Dr. Julie Underwood, University of Wisconsin-Madison, explained the importance of this recommendation: “The cost of implementing the federal statutory right to an appropriate education for children with disabilities falls on local districts. With increasing numbers of students with disabilities, increased costs for services, and sharp declines in state and federal funds for special education, Wisconsin public schools have had to rob Peter to pay Paul to fulfill their federal obligation. Statewide, this is a $1 billion shortfall in special education budgets. Districts take dollars from their general fund to fill the hole in their special education budgets. Evers’ proposal to get to 60% reimbursement in 2019 and move to 90% would help every district in the state. Each dollar provided to districts will assist all children – both those with and without disabilities.”

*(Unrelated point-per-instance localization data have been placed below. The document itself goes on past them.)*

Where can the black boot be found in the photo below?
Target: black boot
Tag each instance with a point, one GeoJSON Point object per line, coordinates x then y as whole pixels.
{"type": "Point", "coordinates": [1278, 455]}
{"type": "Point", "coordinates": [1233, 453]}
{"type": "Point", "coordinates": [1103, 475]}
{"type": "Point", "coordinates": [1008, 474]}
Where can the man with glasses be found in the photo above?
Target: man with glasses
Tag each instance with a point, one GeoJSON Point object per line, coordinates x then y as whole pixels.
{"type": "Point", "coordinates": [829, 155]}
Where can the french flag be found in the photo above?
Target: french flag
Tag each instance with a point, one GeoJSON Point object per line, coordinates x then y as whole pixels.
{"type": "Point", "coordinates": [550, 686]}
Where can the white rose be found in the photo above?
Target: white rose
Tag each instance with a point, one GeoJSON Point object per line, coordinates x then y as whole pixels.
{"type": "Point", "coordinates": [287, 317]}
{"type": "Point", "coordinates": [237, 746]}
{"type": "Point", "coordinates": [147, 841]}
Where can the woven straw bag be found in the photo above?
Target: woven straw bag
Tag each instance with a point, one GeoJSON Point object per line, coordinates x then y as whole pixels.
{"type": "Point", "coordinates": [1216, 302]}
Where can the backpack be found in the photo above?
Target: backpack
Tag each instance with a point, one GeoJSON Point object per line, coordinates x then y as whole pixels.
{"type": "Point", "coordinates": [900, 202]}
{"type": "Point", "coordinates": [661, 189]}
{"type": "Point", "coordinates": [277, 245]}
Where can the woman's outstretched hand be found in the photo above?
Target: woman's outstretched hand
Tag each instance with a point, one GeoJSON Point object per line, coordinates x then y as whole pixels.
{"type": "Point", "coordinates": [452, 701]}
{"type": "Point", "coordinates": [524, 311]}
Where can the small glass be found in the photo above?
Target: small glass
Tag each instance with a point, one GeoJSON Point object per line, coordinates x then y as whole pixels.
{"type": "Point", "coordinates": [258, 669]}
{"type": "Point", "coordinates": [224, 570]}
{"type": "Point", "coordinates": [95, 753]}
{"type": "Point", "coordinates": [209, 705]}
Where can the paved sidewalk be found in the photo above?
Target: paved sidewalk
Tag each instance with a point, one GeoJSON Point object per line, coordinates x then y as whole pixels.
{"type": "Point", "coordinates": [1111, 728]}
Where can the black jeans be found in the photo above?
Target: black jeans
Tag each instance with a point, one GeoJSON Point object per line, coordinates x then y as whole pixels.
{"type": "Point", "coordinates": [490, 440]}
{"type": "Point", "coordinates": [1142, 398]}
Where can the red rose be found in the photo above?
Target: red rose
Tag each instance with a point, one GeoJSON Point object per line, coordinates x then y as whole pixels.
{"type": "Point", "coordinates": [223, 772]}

“If we’re serious about overcoming our gaps in Wisconsin, we need to ensure every student has equal opportunity to succeed. In the last decade, we have just made those gaps wider,” said Heather DuBois Bourenane, WPEN director and parent of students in Sun Prairie public schools, which would see up to $9,967,968 in new state aid under the proposal. “Making sure every district meets the needs of its most vulnerable students without cutting other services is an initiative everyone in the state can cheer for.”

The investment would be transformative for districts across the state. The impact is clear in this interactive map from Milwaukee Public Schools, which shows what 90% reimbursement would mean for every school district: https://k12mps.maps.arcgis.com/apps/webappviewer/index.html?id=6f6188df3e3b4f2985e642386d54afab.

“As a long-time advocate for our public schools across the state, I have immense gratitude to Tony Evers for his bold move,” said Ellen Lindgren, Community Advocates for Public Education, Middleton-Cross Plains Area School District. “His request to increase funding to match that which goes to private voucher schools will benefit every school district and every student in our public schools. It is now up to the legislature to enact this, or give us a reason why our public school students are worth so much less to them than the students in private schools who are being subsidized by our tax dollars.”

Tom Beebe of the Wisconsin Alliance for Excellent Schools added, “Many years ago, politicians on both sides of the aisle understood the value and necessity of the state paying its fair share. Supt. Evers’ budget puts resources, fairness and common-sense back in our public school classrooms and communities.”

Eau Claire Area School District board member Chris Hambuch-Boyle applauded the measure, and called on others in Wisconsin to let decision-makers know they support this bold initiative: “It is time that ALL public school voices come together loudly to demand equity of funding and shine a laser focus on the facts.”